Lei per quasi due anni ha continuato ad andarci, di tanto in tanto, con i suoi amici. 

Forse con la speranza di incontrarlo, forse, a volte, con quella di non incontrarlo, di sicuro per gustarsi ancora quei fantastici arancini e brioche di gelato.

Fatto sta che tra risate e abbuffate con gli amici con la coda dell’occhio era sempre lì a sbirciare l’entrata.

E ora che sull’entrata c’è proprio lui, Mr. Vain, che le fa segno di darsi una mossa, per l’ennesima volta si domanda cosa l’abbia fatta innamorare di lui. 

Così totalmente diverso da lei eppure a volte così incredibilmente uguale. 

D’altronde Presa Blu si è sempre chiesta chi avesse ragione: chi sostiene che gli opposti si attraggono o chi dice che chi si assomiglia si piglia?

La risposta non l’ha mai trovata. Ma fosse quello il problema. 

Mr. Vain le molla chiavi e cellulare e si avvia alla cassa. Le indica i tavolini fuori e lei sa già che il caffè glielo porterà lui, come d’abitudine. 

Sono piccoli gesti che lei ha sempre apprezzato, sebbene abbiano rimarcato ancor di più la loro diversità. 

Lui, Mr. Vain, è nato per vivere in coppia e dall’età preadolescenziale è sempre stato fidanzato. 

Ora che ha 42 anni si vede che ha imparato a stare anche da solo, eppure certe abitudini sono dure a morire. 

Presa Blu è sempre stata una tipa indipendente, una di quelle che sono talmente abituate a stare da sole che semmai lo stare insieme sembra un’eccezione. 

Dieci anni prima quando si erano conosciuti e innamorati questa diversità era stata un duro scoglio da superare. 

Mr. Vain avrebbe voluto lavorare insieme, andare in palestra insieme, pranzare insieme, cenare insieme, fare la spesa insieme…insomma, condividere tutto. 

Almeno in teoria. 

In pratica erano cinque anni che stava vivendo un vero calvario e poteva permettersi solo poche ore rubate, ritagliate tra tre lavori, un’ex-fidanzata che lavora con lui e non molla la presa e poi la merdosa, merdosisima malattia dell’adorato padre, che lo fa stare sveglio la notte e che lo fa sussultare ad ogni minimo colpo di tosse. Lui e Presa Blu, passavano, però, molte ore al telefono, e su Messenger. D’altronde era un amore nato prima di tutto sul web, su un forum per studenti di cui lui era amministratore. 

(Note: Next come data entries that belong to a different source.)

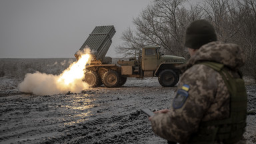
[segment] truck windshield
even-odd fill
[[[155,55],[155,49],[145,49],[146,55]]]

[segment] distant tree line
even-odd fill
[[[256,79],[256,1],[255,0],[154,0],[133,19],[135,29],[123,33],[118,53],[134,57],[146,45],[159,45],[165,54],[188,57],[185,31],[204,19],[215,27],[219,41],[238,44],[247,56],[243,69]]]

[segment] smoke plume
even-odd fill
[[[35,95],[53,95],[66,93],[68,91],[79,93],[89,88],[82,80],[84,78],[85,65],[90,61],[89,49],[78,53],[80,59],[71,63],[61,74],[55,75],[37,71],[27,73],[24,81],[19,85],[19,90]]]

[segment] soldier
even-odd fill
[[[205,20],[189,25],[185,46],[191,57],[181,67],[185,72],[170,109],[149,117],[153,131],[179,143],[245,143],[247,95],[238,72],[245,53],[217,41]]]

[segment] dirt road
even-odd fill
[[[251,97],[255,88],[247,87]],[[166,143],[153,134],[147,116],[139,109],[169,107],[175,90],[151,78],[131,79],[120,88],[66,95],[2,91],[0,143]],[[255,95],[249,99],[255,103]],[[245,135],[247,143],[253,143],[255,116],[248,115],[247,121]]]
[[[120,88],[35,95],[17,89],[27,73],[60,74],[74,59],[0,59],[0,144],[167,143],[153,134],[141,108],[168,108],[175,87],[157,78],[129,79]],[[256,85],[247,86],[248,110],[256,109]],[[247,143],[256,143],[256,115],[247,116]]]

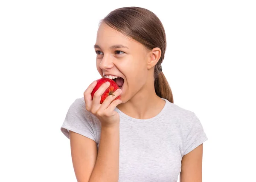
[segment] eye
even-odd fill
[[[97,54],[103,54],[99,51],[95,51]]]
[[[117,54],[123,54],[125,52],[123,52],[122,51],[116,51],[116,53]]]

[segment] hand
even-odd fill
[[[85,102],[86,110],[95,116],[100,121],[102,127],[109,127],[119,124],[120,117],[117,112],[114,109],[117,105],[122,103],[120,100],[113,101],[122,92],[122,90],[118,89],[113,93],[114,96],[109,95],[106,98],[103,103],[100,102],[101,96],[109,86],[108,82],[103,83],[96,91],[92,100],[91,93],[96,85],[96,83],[90,84],[84,92],[84,97]]]

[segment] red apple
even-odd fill
[[[97,90],[99,89],[99,88],[105,82],[109,82],[110,83],[110,85],[109,87],[106,90],[106,91],[103,93],[101,97],[101,99],[100,100],[100,104],[102,104],[103,101],[105,100],[106,98],[109,95],[113,95],[114,96],[113,94],[113,93],[115,92],[116,90],[119,88],[119,87],[115,82],[114,80],[110,78],[100,78],[99,80],[96,80],[97,81],[97,85],[93,88],[93,91],[91,93],[91,95],[92,96],[92,99],[93,98],[93,95],[94,95],[94,93]],[[121,96],[119,95],[116,98],[114,99],[113,100],[116,100],[117,99],[120,99]]]

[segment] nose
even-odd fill
[[[113,66],[113,60],[111,56],[108,54],[104,54],[103,57],[99,64],[99,67],[102,70],[111,68]]]

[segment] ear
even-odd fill
[[[151,69],[157,64],[161,57],[161,49],[158,47],[154,48],[149,52],[147,65],[148,69]]]

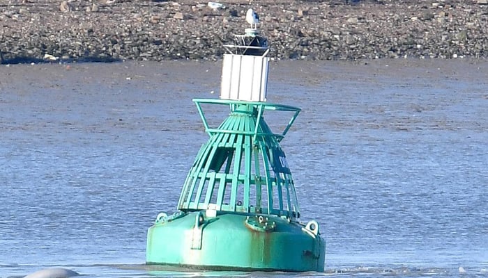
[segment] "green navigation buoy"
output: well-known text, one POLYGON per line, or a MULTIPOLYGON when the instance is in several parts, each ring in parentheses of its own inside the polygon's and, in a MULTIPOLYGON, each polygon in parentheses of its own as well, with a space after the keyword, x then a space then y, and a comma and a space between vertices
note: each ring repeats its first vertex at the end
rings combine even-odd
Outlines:
POLYGON ((160 213, 148 231, 147 264, 215 270, 323 271, 319 224, 299 222, 298 202, 280 142, 300 109, 266 102, 267 40, 257 29, 224 45, 220 99, 193 101, 209 135, 183 185, 176 213, 160 213), (202 104, 230 114, 210 126, 202 104), (273 133, 266 111, 288 111, 273 133))

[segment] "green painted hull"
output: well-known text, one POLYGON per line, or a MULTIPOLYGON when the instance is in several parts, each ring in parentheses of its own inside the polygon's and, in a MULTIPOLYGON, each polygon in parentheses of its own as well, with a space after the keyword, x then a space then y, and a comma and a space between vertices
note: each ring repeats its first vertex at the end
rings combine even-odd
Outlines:
POLYGON ((206 217, 194 211, 157 222, 148 231, 146 263, 216 270, 323 270, 326 244, 320 234, 269 215, 266 219, 273 226, 261 229, 247 224, 248 215, 254 217, 229 213, 206 217))

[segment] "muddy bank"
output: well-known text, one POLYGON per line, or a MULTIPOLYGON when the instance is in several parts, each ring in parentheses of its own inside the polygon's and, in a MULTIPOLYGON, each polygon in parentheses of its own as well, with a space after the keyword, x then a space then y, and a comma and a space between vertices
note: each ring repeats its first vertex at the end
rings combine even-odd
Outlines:
POLYGON ((253 8, 278 59, 486 58, 486 2, 8 0, 0 50, 3 63, 218 60, 253 8))

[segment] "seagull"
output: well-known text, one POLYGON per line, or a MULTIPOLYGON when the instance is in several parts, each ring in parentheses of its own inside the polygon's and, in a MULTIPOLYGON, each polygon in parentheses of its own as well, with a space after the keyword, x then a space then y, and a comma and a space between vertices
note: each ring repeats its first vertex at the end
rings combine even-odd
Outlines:
POLYGON ((247 13, 245 14, 245 21, 251 24, 251 28, 255 29, 257 28, 256 25, 259 23, 259 16, 257 15, 257 14, 252 10, 252 9, 249 9, 247 10, 247 13), (254 28, 252 24, 254 24, 254 28))

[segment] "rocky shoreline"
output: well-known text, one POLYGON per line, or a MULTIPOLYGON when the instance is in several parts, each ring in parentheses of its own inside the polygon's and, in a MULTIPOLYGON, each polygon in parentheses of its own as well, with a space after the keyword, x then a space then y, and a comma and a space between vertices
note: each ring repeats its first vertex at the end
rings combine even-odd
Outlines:
POLYGON ((277 59, 488 57, 488 0, 6 0, 0 58, 218 60, 245 11, 277 59))

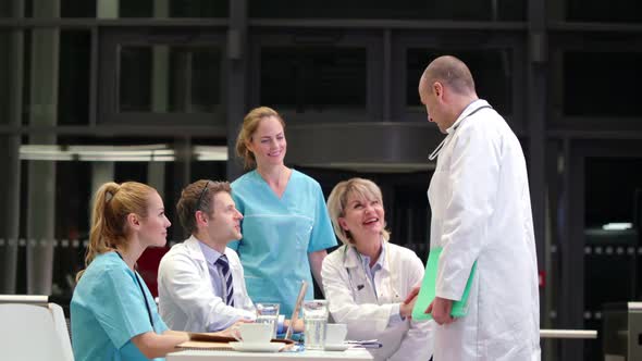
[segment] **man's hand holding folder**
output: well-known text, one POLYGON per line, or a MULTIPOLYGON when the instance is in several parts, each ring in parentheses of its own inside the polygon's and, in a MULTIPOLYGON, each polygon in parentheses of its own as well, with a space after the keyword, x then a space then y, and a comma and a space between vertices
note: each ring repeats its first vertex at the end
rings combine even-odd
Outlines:
MULTIPOLYGON (((417 298, 417 295, 419 295, 419 288, 420 288, 420 286, 412 287, 412 290, 410 290, 410 294, 408 294, 408 296, 406 296, 406 299, 404 300, 404 304, 408 304, 417 298)), ((425 313, 431 313, 433 320, 437 324, 444 325, 444 324, 453 323, 453 321, 455 321, 455 318, 453 318, 450 315, 452 309, 453 309, 453 300, 441 298, 441 297, 435 297, 434 300, 425 309, 425 313)))
POLYGON ((447 325, 455 321, 455 318, 450 315, 450 311, 453 310, 453 300, 435 297, 434 300, 430 303, 428 309, 425 309, 425 313, 431 313, 432 319, 440 325, 447 325))

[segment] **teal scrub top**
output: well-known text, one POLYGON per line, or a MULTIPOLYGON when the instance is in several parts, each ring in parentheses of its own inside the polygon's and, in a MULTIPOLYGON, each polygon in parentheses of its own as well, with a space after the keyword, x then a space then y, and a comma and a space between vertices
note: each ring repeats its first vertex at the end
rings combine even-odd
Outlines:
POLYGON ((293 170, 281 199, 255 170, 232 183, 243 213, 243 238, 229 245, 238 252, 251 300, 279 302, 292 314, 301 281, 306 299, 314 287, 308 253, 336 246, 321 186, 293 170))
POLYGON ((147 297, 153 331, 162 334, 168 329, 138 273, 129 270, 115 252, 99 254, 81 277, 71 302, 76 361, 148 360, 132 343, 134 336, 152 331, 136 277, 147 297))

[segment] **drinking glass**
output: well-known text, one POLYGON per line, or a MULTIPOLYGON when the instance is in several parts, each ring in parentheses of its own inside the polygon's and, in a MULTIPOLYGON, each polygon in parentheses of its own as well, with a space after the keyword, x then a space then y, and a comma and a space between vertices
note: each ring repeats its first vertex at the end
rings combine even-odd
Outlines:
POLYGON ((257 323, 269 323, 272 326, 272 338, 276 338, 279 306, 279 303, 257 303, 257 323))
POLYGON ((304 303, 304 332, 306 349, 322 350, 325 347, 328 301, 312 300, 304 303))

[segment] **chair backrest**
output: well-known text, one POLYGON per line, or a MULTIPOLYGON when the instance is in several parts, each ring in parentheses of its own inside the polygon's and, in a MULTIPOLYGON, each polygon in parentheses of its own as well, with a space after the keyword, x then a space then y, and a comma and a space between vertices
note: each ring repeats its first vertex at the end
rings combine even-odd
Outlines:
POLYGON ((49 303, 49 311, 53 318, 53 325, 55 326, 55 333, 62 346, 64 359, 66 361, 74 361, 74 350, 72 349, 71 334, 66 319, 64 318, 64 311, 62 307, 55 303, 49 303))
POLYGON ((73 361, 64 314, 62 321, 61 314, 62 309, 54 303, 47 308, 0 303, 1 359, 73 361))

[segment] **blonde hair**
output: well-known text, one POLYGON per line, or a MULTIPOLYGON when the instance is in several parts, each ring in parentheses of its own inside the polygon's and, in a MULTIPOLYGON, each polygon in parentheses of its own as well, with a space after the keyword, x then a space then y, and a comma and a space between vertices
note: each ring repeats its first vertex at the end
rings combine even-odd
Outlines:
MULTIPOLYGON (((85 270, 96 256, 112 251, 119 246, 127 246, 127 215, 135 213, 147 216, 149 198, 153 192, 156 189, 137 182, 110 182, 96 191, 85 270)), ((78 272, 76 281, 81 279, 85 270, 78 272)))
MULTIPOLYGON (((355 195, 368 200, 378 200, 383 206, 381 189, 376 184, 374 184, 374 182, 370 179, 351 178, 339 182, 336 186, 334 186, 330 197, 328 197, 328 212, 330 213, 330 220, 332 221, 334 233, 344 245, 355 244, 355 240, 353 239, 349 231, 345 231, 338 224, 338 219, 345 216, 345 210, 350 195, 355 195)), ((381 231, 381 237, 384 241, 387 241, 390 239, 390 233, 384 228, 381 231)))
POLYGON ((285 122, 279 112, 273 110, 269 107, 259 107, 255 108, 245 115, 243 119, 243 126, 240 127, 240 132, 238 132, 238 137, 236 138, 236 155, 243 158, 243 165, 246 170, 254 167, 257 164, 257 159, 255 154, 247 148, 247 144, 251 141, 251 137, 254 136, 255 132, 259 127, 261 121, 266 117, 274 116, 283 126, 283 130, 285 132, 285 122))
POLYGON ((178 213, 181 225, 187 233, 193 234, 197 231, 196 211, 205 212, 208 215, 212 214, 214 210, 214 196, 220 191, 232 194, 230 183, 200 179, 183 189, 181 199, 176 203, 176 213, 178 213))

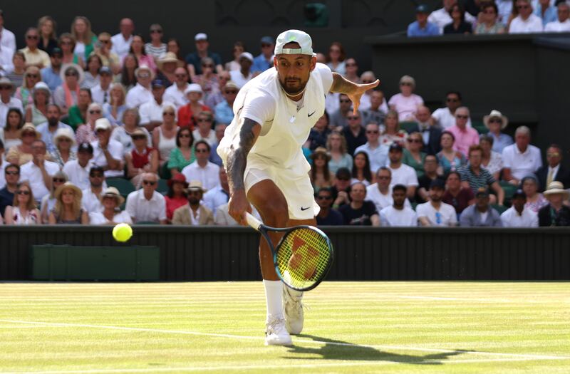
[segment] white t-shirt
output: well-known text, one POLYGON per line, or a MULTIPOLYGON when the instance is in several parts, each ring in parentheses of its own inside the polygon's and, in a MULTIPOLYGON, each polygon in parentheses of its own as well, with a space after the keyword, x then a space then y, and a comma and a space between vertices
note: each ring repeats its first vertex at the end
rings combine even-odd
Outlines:
POLYGON ((418 108, 423 105, 423 99, 421 96, 415 93, 410 96, 404 96, 401 93, 396 93, 390 98, 388 102, 390 106, 394 106, 398 112, 400 121, 405 121, 408 119, 415 118, 415 112, 418 108))
POLYGON ((509 33, 531 33, 542 32, 542 20, 538 16, 531 14, 527 21, 520 16, 515 17, 509 26, 509 33))
POLYGON ((425 217, 432 226, 456 226, 457 214, 455 209, 449 204, 441 203, 440 209, 433 207, 430 202, 420 204, 415 207, 418 218, 425 217))
POLYGON ((332 84, 331 69, 318 63, 311 73, 303 99, 297 103, 285 95, 275 68, 248 82, 237 94, 234 120, 217 147, 224 165, 232 144, 239 147, 239 131, 247 118, 261 125, 259 137, 247 156, 248 167, 274 165, 299 175, 307 173, 311 166, 301 146, 324 113, 325 95, 332 84))
MULTIPOLYGON (((408 201, 408 199, 406 199, 408 201)), ((412 208, 404 207, 400 210, 393 205, 386 207, 380 211, 380 226, 390 227, 403 227, 418 226, 418 214, 412 208)))
POLYGON ((388 169, 392 172, 392 181, 390 182, 390 188, 396 185, 403 185, 405 187, 419 186, 418 175, 411 166, 402 164, 398 169, 393 169, 388 165, 388 169))

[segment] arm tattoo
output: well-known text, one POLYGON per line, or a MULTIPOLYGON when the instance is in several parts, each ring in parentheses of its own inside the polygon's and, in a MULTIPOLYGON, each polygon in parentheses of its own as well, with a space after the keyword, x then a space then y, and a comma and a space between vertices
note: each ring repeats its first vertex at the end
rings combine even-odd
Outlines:
POLYGON ((242 129, 239 130, 239 146, 234 148, 232 146, 232 150, 227 157, 227 179, 229 184, 229 190, 234 192, 236 189, 244 188, 244 173, 247 163, 247 155, 254 146, 256 136, 254 133, 254 127, 257 123, 245 118, 242 129))

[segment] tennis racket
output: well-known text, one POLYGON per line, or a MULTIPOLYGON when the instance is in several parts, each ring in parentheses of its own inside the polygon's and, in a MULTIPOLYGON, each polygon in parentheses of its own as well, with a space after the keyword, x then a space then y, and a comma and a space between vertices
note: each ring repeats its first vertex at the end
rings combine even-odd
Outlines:
POLYGON ((297 291, 309 291, 326 276, 333 264, 334 252, 328 237, 313 226, 296 226, 276 229, 264 225, 249 213, 248 224, 259 232, 269 244, 275 271, 289 287, 297 291), (268 232, 284 232, 274 248, 268 232))

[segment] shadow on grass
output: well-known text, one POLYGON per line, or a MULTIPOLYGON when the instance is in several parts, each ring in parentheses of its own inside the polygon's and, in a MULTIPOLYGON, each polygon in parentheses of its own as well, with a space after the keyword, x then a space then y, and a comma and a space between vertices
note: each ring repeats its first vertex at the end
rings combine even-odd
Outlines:
MULTIPOLYGON (((307 339, 314 341, 323 342, 323 344, 315 346, 307 347, 307 343, 299 342, 299 345, 294 345, 289 347, 289 352, 291 353, 305 353, 318 355, 321 357, 307 358, 303 357, 303 360, 354 360, 362 361, 389 361, 400 363, 410 363, 415 365, 441 365, 442 360, 447 360, 450 357, 464 353, 461 350, 454 350, 450 352, 441 352, 432 353, 425 355, 400 355, 392 352, 383 352, 373 347, 367 346, 359 346, 341 341, 335 341, 315 336, 314 335, 301 334, 297 336, 305 341, 307 339), (301 346, 300 344, 303 344, 301 346)), ((294 343, 295 341, 294 340, 294 343)), ((313 345, 313 343, 309 344, 313 345)), ((291 359, 296 359, 296 357, 289 357, 291 359)))

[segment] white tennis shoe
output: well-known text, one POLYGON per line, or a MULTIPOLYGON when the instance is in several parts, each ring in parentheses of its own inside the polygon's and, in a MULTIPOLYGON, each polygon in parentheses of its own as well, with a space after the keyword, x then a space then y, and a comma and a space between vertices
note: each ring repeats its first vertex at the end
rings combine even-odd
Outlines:
POLYGON ((291 336, 285 328, 283 318, 269 316, 265 328, 266 346, 291 346, 291 336))
POLYGON ((291 294, 292 290, 283 285, 283 309, 285 315, 285 328, 290 334, 300 334, 303 331, 304 316, 303 313, 303 293, 292 291, 299 296, 291 294))

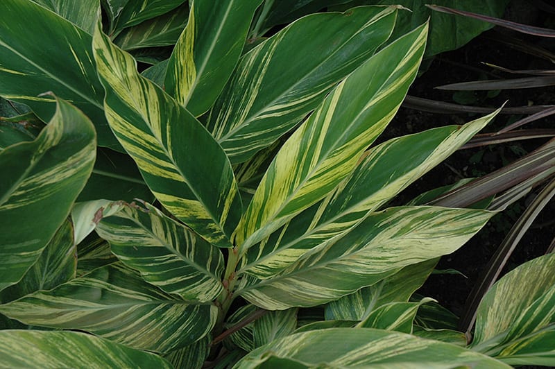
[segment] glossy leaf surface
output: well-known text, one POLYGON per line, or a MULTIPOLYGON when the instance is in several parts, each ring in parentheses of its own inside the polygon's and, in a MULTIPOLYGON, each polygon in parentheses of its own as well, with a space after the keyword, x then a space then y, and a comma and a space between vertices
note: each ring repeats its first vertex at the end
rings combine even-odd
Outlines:
POLYGON ((231 246, 241 207, 221 147, 99 28, 94 49, 108 121, 154 195, 209 242, 231 246))
POLYGON ((0 152, 0 290, 37 261, 92 170, 92 124, 68 103, 57 106, 34 141, 0 152))

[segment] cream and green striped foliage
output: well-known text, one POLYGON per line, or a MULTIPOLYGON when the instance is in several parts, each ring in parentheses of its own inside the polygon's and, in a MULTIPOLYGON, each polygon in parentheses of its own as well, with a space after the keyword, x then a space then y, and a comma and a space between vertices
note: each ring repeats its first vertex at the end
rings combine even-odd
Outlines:
POLYGON ((415 291, 493 213, 386 205, 498 112, 374 144, 427 24, 392 39, 402 9, 361 6, 247 40, 279 1, 69 3, 0 6, 0 96, 48 122, 1 141, 0 366, 553 363, 552 257, 486 296, 474 351, 421 323, 415 291))

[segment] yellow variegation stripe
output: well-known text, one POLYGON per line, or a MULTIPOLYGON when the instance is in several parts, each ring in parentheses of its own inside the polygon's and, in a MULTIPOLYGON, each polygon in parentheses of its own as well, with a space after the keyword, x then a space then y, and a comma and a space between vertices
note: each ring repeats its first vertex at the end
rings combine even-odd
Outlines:
POLYGON ((350 173, 398 109, 416 76, 427 35, 425 24, 374 55, 291 135, 238 226, 236 241, 241 250, 323 198, 350 173))
POLYGON ((205 302, 223 289, 219 250, 146 205, 125 206, 103 218, 96 231, 112 252, 148 282, 184 300, 205 302))
POLYGON ((389 37, 395 9, 311 15, 246 54, 207 123, 232 161, 246 160, 314 110, 389 37))
POLYGON ((173 368, 161 357, 77 332, 0 331, 5 368, 173 368))
POLYGON ((215 306, 176 300, 117 264, 0 305, 0 312, 26 324, 84 330, 161 352, 204 336, 217 316, 215 306))
POLYGON ((468 123, 387 141, 318 205, 263 239, 246 255, 239 274, 271 277, 310 248, 356 225, 460 147, 498 112, 468 123))
POLYGON ((204 127, 98 28, 99 74, 106 117, 164 206, 210 243, 231 246, 241 206, 231 164, 204 127))
POLYGON ((452 252, 494 214, 434 207, 402 207, 374 213, 272 278, 246 276, 237 293, 268 309, 336 300, 400 268, 452 252))

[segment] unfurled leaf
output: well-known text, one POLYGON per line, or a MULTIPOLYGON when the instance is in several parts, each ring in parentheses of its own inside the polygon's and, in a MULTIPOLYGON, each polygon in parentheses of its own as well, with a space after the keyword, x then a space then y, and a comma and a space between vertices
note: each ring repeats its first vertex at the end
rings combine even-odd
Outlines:
POLYGON ((0 366, 5 368, 156 368, 172 366, 160 357, 77 332, 0 331, 0 366))
POLYGON ((33 0, 92 35, 100 15, 100 0, 33 0))
MULTIPOLYGON (((315 109, 388 39, 395 14, 391 7, 314 14, 242 57, 207 122, 232 162, 248 160, 315 109)), ((350 87, 367 97, 366 85, 350 87)))
POLYGON ((169 12, 124 29, 114 43, 123 50, 173 45, 188 17, 189 4, 185 1, 169 12))
POLYGON ((408 302, 437 262, 437 259, 432 259, 409 265, 375 284, 332 301, 325 306, 325 318, 364 320, 374 309, 385 304, 408 302))
POLYGON ((0 312, 26 324, 83 330, 164 352, 207 334, 216 323, 216 308, 178 300, 138 273, 112 264, 0 305, 0 312))
POLYGON ((480 302, 472 349, 511 365, 555 366, 555 254, 505 275, 480 302))
POLYGON ((208 110, 230 78, 262 0, 192 2, 168 63, 166 91, 193 115, 208 110))
POLYGON ((489 357, 454 345, 370 328, 330 328, 288 336, 255 350, 235 368, 270 367, 274 359, 281 363, 293 362, 300 366, 275 368, 309 368, 318 365, 332 368, 394 369, 511 368, 489 357))
POLYGON ((55 112, 56 101, 38 95, 51 91, 71 101, 91 119, 99 145, 121 150, 104 116, 103 92, 91 43, 90 35, 33 1, 3 0, 0 96, 27 104, 43 121, 49 121, 55 112), (32 32, 26 26, 29 24, 33 25, 32 32))
POLYGON ((92 170, 92 124, 61 99, 57 107, 36 139, 0 152, 0 290, 37 261, 92 170))
POLYGON ((96 232, 112 252, 148 282, 184 300, 205 302, 223 290, 219 249, 155 207, 123 205, 102 219, 96 232))
POLYGON ((246 275, 238 293, 269 310, 328 302, 402 267, 452 252, 494 214, 434 207, 389 208, 311 250, 273 277, 246 275))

Presa blu d’altro canto non era preparata ad un legame così totalizzante. 

Almeno in teoria.

Aveva avuto solo una storia “importante” e poi una serie di delusioni più o meno importanti che l’avevano convinta sempre di più che forse non era fatta per stare con qualcuno. 

L’ultima delusione era stata più cocente perché aveva coinvolto anche la sfera delle amicizie e tutto il suo micro-cosmo era crollato. 

Poi, in mezzo a tutte quelle macerie, era arrivato lui e tutto quello che c’era stato prima, improvvisamente, non aveva più avuto importanza.